Jian Liu, the chief operating officer of Luckin Coffee (OTC:LKNC.Y), inflated sales figures by fabricating transactions and expenses at least from April 1 through Sept. 30, according to a press release from the company on Thursday. This bombshell release also states that an internal investigation found fabricated transactions amounting to 2.2 billion renminbi, also known as yuan, which translates to more than $300 million by current exchange rates.

As of this writing, shares of Luckin Coffee are down around 80% as a result.

A steaming coffee cup.

Image source: Getty Images.

It was true after all

The inflated sales figures come from the second quarter of 2019 through the fourth quarter of 2019. Consider that Luckin Coffee reported net revenue of 2.4 billion renminbi during Q2 and Q3, and was guiding for between 2.1 billion renminbi and 2.2 billion renminbi in product revenue for the coming Q4, excluding any potential revenue from its new partnership model.
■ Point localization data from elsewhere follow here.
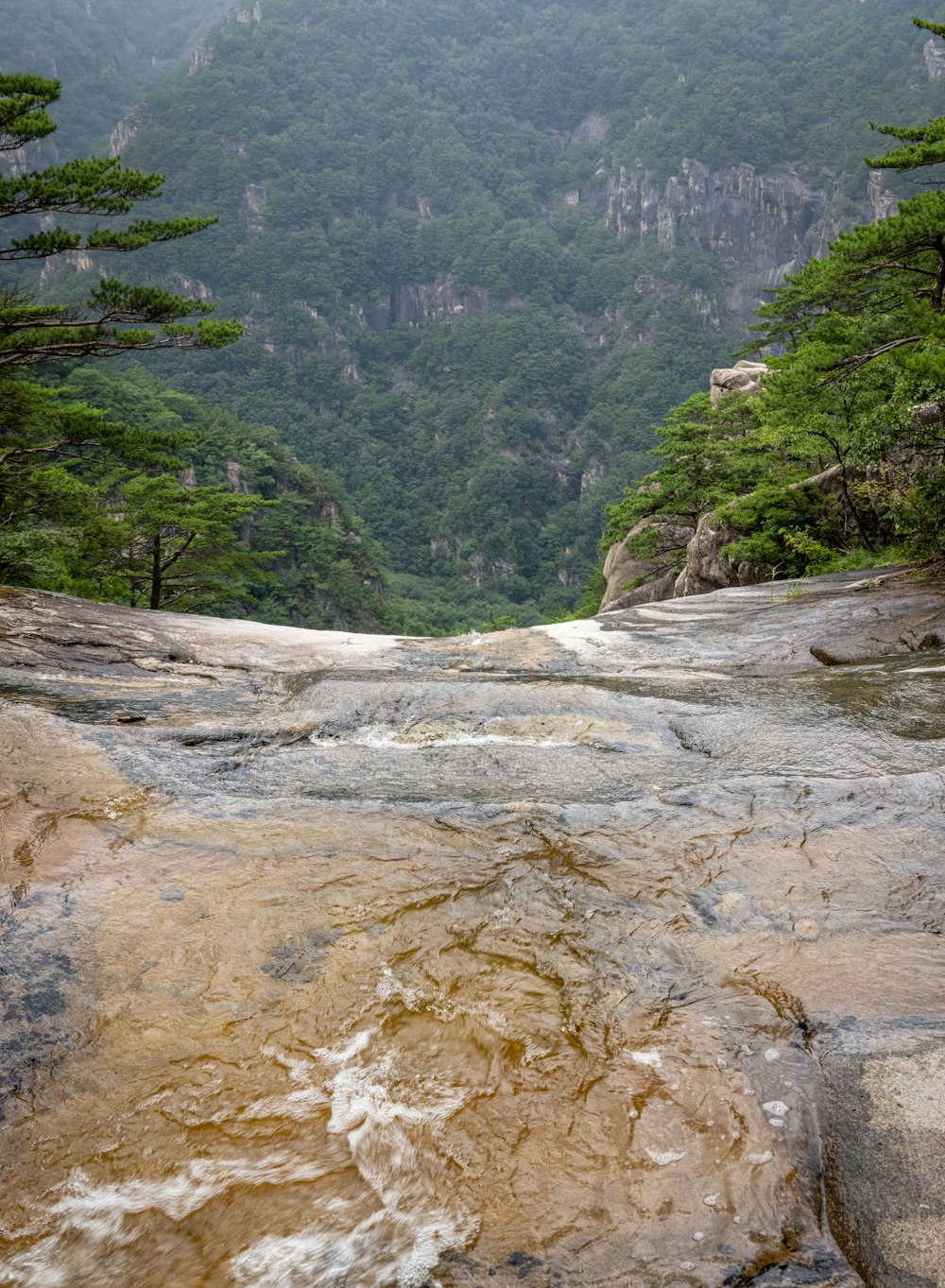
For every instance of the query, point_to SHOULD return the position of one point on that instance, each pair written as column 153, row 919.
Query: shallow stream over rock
column 563, row 957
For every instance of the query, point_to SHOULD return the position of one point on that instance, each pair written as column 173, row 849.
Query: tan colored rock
column 745, row 378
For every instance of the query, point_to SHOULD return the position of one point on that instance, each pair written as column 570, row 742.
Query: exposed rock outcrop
column 935, row 59
column 633, row 578
column 745, row 378
column 707, row 567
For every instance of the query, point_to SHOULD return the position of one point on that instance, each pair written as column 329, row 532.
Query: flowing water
column 450, row 964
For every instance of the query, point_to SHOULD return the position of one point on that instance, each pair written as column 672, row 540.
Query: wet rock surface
column 569, row 956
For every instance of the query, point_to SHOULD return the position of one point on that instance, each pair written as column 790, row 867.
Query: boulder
column 707, row 568
column 745, row 378
column 632, row 578
column 885, row 1138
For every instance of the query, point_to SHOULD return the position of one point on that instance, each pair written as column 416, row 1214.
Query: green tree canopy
column 116, row 317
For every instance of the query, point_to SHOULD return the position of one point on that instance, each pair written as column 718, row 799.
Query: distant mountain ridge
column 472, row 258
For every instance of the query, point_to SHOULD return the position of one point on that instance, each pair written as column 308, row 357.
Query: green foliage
column 475, row 358
column 180, row 546
column 116, row 318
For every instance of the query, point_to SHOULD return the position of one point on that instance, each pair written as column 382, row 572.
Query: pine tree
column 116, row 317
column 924, row 143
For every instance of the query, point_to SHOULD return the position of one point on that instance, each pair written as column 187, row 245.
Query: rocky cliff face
column 760, row 227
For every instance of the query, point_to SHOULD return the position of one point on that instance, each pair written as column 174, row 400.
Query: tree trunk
column 156, row 572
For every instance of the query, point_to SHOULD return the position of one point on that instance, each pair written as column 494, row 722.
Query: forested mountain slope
column 480, row 250
column 109, row 53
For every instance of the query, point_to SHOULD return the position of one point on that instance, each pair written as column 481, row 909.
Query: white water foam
column 390, row 1125
column 405, row 740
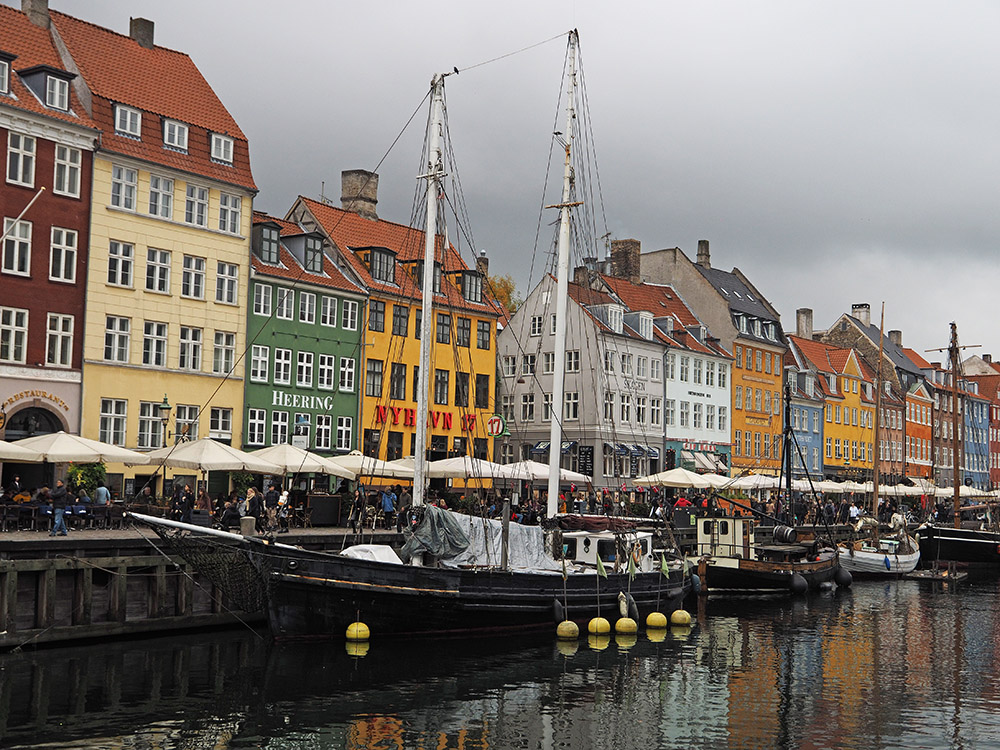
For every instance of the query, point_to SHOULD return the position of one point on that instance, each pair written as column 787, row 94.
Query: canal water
column 883, row 665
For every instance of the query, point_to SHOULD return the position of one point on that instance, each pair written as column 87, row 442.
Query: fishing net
column 230, row 567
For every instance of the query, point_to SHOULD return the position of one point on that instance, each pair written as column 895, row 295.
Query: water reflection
column 884, row 665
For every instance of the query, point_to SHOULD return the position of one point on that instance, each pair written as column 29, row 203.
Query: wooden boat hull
column 316, row 594
column 734, row 576
column 971, row 547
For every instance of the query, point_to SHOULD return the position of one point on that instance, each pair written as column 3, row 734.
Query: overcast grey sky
column 836, row 153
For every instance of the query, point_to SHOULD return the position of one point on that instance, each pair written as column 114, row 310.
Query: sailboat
column 878, row 555
column 441, row 588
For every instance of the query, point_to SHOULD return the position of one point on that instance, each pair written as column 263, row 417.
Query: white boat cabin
column 583, row 547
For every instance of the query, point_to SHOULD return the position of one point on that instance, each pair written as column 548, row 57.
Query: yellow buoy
column 656, row 620
column 680, row 617
column 356, row 648
column 568, row 630
column 598, row 642
column 626, row 625
column 598, row 626
column 358, row 631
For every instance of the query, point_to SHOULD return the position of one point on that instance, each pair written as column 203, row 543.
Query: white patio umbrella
column 678, row 477
column 11, row 452
column 363, row 465
column 61, row 447
column 211, row 455
column 296, row 460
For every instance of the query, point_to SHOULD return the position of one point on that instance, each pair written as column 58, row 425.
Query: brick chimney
column 359, row 192
column 625, row 259
column 863, row 312
column 141, row 30
column 37, row 12
column 704, row 256
column 803, row 323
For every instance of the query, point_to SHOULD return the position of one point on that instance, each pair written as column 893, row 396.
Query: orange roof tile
column 33, row 46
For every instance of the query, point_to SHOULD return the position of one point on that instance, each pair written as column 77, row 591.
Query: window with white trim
column 66, row 178
column 220, row 423
column 256, row 426
column 260, row 360
column 222, row 148
column 345, row 426
column 13, row 334
column 124, row 183
column 262, row 299
column 175, row 135
column 325, row 371
column 17, row 247
column 120, row 255
column 303, row 373
column 190, row 349
column 112, row 424
column 227, row 278
column 20, row 159
column 117, row 331
column 59, row 340
column 62, row 255
column 128, row 121
column 196, row 206
column 282, row 366
column 224, row 354
column 157, row 271
column 154, row 343
column 193, row 277
column 161, row 196
column 230, row 211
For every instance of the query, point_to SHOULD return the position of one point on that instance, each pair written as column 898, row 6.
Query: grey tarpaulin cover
column 526, row 549
column 438, row 534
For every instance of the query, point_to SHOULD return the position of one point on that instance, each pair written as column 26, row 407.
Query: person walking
column 58, row 496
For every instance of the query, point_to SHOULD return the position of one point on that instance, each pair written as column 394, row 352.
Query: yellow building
column 170, row 228
column 388, row 259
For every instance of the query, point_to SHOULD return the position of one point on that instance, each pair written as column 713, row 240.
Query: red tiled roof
column 160, row 82
column 33, row 46
column 350, row 232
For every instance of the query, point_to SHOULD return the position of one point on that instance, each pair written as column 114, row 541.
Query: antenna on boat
column 562, row 289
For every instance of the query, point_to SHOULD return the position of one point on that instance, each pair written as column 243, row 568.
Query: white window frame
column 66, row 171
column 193, row 277
column 128, row 121
column 13, row 335
column 17, row 247
column 59, row 340
column 20, row 159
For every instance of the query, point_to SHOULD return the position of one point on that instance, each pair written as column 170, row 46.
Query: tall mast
column 434, row 177
column 562, row 293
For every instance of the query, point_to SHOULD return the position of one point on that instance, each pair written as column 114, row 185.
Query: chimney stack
column 37, row 12
column 141, row 31
column 704, row 256
column 483, row 264
column 803, row 323
column 863, row 312
column 625, row 259
column 359, row 192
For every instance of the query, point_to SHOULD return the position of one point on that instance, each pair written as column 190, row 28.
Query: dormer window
column 314, row 255
column 382, row 265
column 128, row 121
column 472, row 286
column 222, row 148
column 57, row 93
column 266, row 244
column 175, row 135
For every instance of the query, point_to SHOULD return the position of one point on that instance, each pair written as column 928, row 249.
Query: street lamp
column 164, row 409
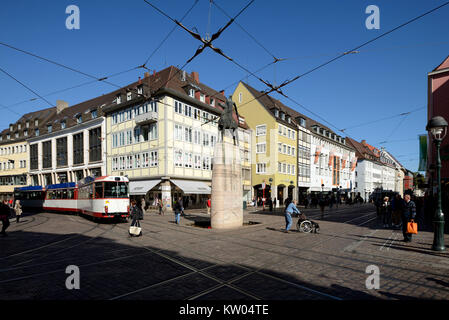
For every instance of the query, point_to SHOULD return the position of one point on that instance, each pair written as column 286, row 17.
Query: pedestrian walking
column 178, row 209
column 408, row 214
column 143, row 204
column 5, row 212
column 397, row 207
column 136, row 216
column 322, row 204
column 385, row 212
column 291, row 208
column 208, row 205
column 18, row 210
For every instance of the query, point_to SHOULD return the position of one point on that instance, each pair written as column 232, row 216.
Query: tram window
column 99, row 190
column 115, row 190
column 91, row 191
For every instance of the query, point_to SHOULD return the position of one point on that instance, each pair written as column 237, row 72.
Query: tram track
column 119, row 228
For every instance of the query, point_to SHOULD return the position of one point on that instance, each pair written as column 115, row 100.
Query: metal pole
column 438, row 235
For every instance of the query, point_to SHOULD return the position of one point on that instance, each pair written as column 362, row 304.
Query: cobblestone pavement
column 257, row 261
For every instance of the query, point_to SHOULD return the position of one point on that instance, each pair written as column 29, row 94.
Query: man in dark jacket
column 178, row 209
column 408, row 214
column 5, row 212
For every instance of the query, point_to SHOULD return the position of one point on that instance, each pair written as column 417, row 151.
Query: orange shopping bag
column 412, row 227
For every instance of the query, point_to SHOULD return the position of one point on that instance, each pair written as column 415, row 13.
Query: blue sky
column 385, row 78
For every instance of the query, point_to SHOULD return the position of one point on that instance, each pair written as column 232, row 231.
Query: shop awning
column 192, row 187
column 142, row 187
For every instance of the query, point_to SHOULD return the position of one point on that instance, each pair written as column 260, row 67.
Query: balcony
column 145, row 118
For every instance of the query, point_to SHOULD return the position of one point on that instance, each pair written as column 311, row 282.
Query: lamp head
column 437, row 127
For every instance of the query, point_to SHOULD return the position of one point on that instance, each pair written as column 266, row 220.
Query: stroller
column 305, row 225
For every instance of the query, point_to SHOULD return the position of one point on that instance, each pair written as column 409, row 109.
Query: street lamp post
column 437, row 127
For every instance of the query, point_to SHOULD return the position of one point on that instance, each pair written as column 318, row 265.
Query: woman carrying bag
column 136, row 215
column 18, row 210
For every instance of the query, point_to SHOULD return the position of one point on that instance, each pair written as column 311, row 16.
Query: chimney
column 195, row 76
column 61, row 105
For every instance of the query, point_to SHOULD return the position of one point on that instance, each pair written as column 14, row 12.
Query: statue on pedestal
column 227, row 121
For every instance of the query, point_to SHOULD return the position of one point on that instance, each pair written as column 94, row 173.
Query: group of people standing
column 397, row 213
column 6, row 213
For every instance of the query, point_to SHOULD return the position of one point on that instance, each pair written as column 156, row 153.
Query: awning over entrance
column 192, row 187
column 142, row 187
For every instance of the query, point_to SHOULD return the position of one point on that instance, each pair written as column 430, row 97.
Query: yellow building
column 274, row 143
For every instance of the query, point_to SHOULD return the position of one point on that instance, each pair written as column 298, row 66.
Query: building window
column 261, row 168
column 78, row 152
column 61, row 152
column 178, row 158
column 95, row 144
column 46, row 154
column 261, row 130
column 197, row 161
column 261, row 148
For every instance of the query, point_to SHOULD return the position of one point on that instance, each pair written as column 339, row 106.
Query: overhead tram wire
column 382, row 119
column 24, row 85
column 72, row 87
column 206, row 43
column 244, row 30
column 169, row 34
column 347, row 52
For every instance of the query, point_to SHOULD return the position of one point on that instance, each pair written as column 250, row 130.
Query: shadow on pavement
column 33, row 267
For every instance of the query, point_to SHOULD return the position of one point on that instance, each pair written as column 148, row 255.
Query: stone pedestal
column 227, row 194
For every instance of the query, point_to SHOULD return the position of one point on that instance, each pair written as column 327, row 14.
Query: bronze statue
column 227, row 121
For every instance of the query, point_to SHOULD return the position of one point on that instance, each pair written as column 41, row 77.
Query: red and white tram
column 102, row 197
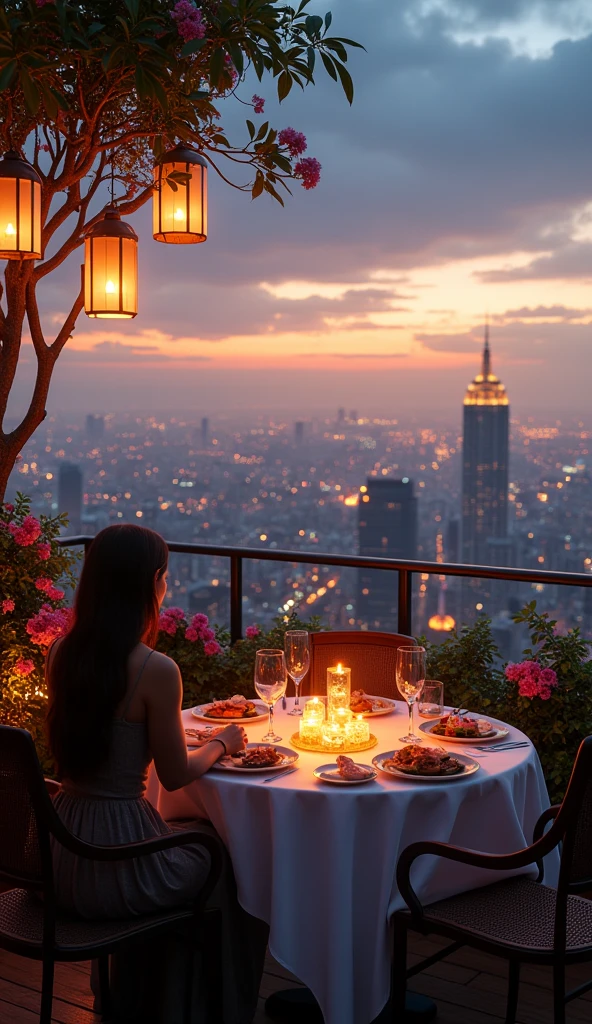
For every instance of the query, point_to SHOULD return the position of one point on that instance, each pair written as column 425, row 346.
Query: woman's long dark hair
column 116, row 607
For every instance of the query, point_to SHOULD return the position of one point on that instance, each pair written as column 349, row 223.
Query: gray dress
column 109, row 809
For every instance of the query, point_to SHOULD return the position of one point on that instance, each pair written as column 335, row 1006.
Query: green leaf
column 329, row 66
column 7, row 74
column 30, row 91
column 194, row 46
column 284, row 85
column 346, row 82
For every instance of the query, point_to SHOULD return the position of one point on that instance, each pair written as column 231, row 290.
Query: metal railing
column 405, row 566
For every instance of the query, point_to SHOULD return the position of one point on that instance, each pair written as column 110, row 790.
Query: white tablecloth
column 318, row 862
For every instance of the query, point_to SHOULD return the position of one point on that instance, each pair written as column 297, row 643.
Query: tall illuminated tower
column 485, row 449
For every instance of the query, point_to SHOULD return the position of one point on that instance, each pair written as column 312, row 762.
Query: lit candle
column 313, row 711
column 333, row 736
column 338, row 688
column 357, row 731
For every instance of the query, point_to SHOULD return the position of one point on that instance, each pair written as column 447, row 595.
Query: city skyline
column 457, row 182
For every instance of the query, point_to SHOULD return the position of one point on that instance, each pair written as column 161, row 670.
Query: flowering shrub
column 548, row 695
column 32, row 609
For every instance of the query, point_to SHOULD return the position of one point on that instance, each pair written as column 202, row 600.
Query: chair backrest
column 25, row 850
column 372, row 657
column 575, row 821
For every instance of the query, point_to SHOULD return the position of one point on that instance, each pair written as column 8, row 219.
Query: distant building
column 386, row 528
column 485, row 456
column 94, row 427
column 70, row 495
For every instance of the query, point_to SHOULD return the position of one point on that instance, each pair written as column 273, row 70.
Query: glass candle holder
column 333, row 736
column 357, row 731
column 309, row 731
column 338, row 688
column 313, row 711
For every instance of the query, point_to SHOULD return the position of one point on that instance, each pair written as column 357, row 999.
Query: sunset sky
column 460, row 181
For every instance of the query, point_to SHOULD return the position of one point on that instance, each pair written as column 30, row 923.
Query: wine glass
column 410, row 680
column 297, row 662
column 270, row 682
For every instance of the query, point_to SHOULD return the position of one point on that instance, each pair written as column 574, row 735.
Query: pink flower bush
column 48, row 624
column 295, row 141
column 45, row 585
column 188, row 19
column 533, row 680
column 24, row 667
column 28, row 532
column 309, row 171
column 169, row 620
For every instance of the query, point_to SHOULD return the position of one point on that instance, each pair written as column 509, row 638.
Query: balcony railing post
column 404, row 606
column 236, row 598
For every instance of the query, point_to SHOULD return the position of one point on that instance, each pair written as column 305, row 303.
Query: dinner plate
column 329, row 773
column 470, row 767
column 288, row 758
column 391, row 706
column 497, row 733
column 201, row 709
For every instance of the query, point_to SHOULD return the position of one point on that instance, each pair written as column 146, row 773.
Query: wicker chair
column 372, row 657
column 520, row 919
column 30, row 923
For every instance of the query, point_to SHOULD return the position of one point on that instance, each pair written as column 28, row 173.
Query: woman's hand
column 234, row 737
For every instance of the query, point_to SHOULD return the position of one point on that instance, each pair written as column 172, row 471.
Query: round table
column 318, row 861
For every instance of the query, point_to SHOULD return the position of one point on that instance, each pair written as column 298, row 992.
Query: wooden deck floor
column 469, row 988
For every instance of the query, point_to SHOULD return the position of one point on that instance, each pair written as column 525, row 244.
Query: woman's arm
column 175, row 766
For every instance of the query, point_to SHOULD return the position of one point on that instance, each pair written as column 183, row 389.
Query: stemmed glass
column 270, row 682
column 297, row 662
column 410, row 680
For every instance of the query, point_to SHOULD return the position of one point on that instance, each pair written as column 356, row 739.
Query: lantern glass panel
column 111, row 278
column 180, row 217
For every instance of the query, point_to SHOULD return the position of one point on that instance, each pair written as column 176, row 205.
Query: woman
column 114, row 707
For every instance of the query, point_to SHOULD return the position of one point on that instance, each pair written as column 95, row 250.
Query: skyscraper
column 386, row 528
column 485, row 450
column 70, row 495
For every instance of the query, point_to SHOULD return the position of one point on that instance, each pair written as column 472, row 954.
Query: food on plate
column 203, row 735
column 350, row 771
column 257, row 757
column 462, row 726
column 424, row 761
column 237, row 707
column 362, row 704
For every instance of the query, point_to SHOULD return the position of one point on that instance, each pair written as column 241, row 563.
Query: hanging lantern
column 19, row 209
column 111, row 268
column 180, row 216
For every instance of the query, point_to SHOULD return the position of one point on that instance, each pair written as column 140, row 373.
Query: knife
column 280, row 774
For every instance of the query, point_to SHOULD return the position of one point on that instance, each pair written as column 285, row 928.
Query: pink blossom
column 24, row 667
column 43, row 552
column 28, row 532
column 188, row 19
column 309, row 170
column 294, row 140
column 48, row 624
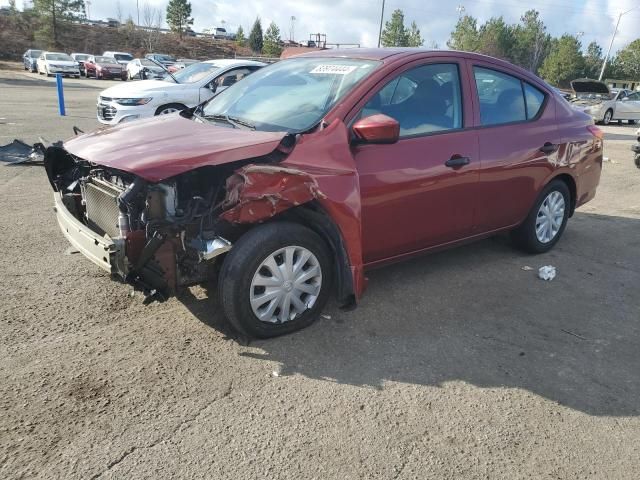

In other words, a very major part of its business is in question. Therefore, its stock price plummet reflects the gravity of the situation.

When it comes to stocks of Chinese companies, investors are often fearful of fraudulent numbers. But this situation is made worse because Luckin Coffee was previously accused of inflating sales by a short seller called Muddy Waters Research, causing the stock to briefly sell off. On Feb. 3, Luckin's management had responded by saying these accusations were totally false. But now it's clear that it was true, and investors can't rely on reported results or future guidance numbers, at least for now.

If there's any silver lining to a report as terrible as this, it's that today's news is the result of an internal investigation. Luckin Coffee management has found the problem, suspended those involved, including Liu, and is having its findings independently verified. That said, it will take some time to definitively determine how bad this scandal is, and even longer to regain shattered investor confidence.